Christina Maria Plante, quien se esfumó a los 13 años en Arizona en 1994, fue encontrada con vida a los 45 gracias a avances en tecnología forense y la revisión de casos sin resolver.
El 15 de mayo de 1994, Christina Maria Plante, de 13 años, salió de su casa en Payson, Arizona, para dirigirse a un establo cercano. Fue vista por última vez caminando por la calle Moonlight alrededor del mediodía. Su desaparición, clasificada de inmediato como «en peligro y en circunstancias sospechosas», movilizó una extensa búsqueda que, con el tiempo, se convirtió en un caso sin resolver.
Durante más de tres décadas, las autoridades del Condado de Gila trabajaron sin descanso en la investigación. A pesar de los esfuerzos y de la distribución nacional de volantes, no se hallaron pistas viables sobre su paradero. El caso permaneció archivado como uno de los muchos «cold cases» o casos fríos pendientes.

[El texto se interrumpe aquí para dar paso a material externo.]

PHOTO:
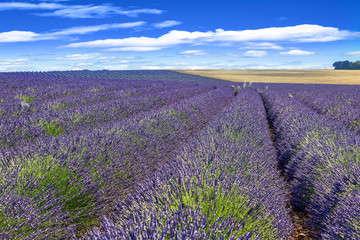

Esta semana, sin embargo, se produjo un giro histórico. La Oficina del Sheriff del Condado de Gila confirmó oficialmente que Christina Maria Plante, ahora de 45 años, fue localizada con vida. El hallazgo fue posible gracias a los avances en tecnología forense, las técnicas de investigación modernas y la persistente revisión de casos antiguos por parte de una nueva generación de investigadores.
Las autoridades no revelaron detalles sobre su paradero actual ni sobre lo sucedido durante los años de ausencia, respetando su privacidad y bienestar. En un comunicado, destacaron «la importancia de las iniciativas de revisión de casos sin resolver y el impacto de la tecnología en constante evolución para brindar respuestas largamente esperadas a familias y comunidades».
El caso ha sido comparado con otros resonantes, como el de Jaycee Dugard, quien fue secuestrada en 1991 a los 11 años y encontrada con vida 18 años después. Estos hallazgos reavivan la esperanza en familias que aún aguardan noticias de sus seres queridos desaparecidos.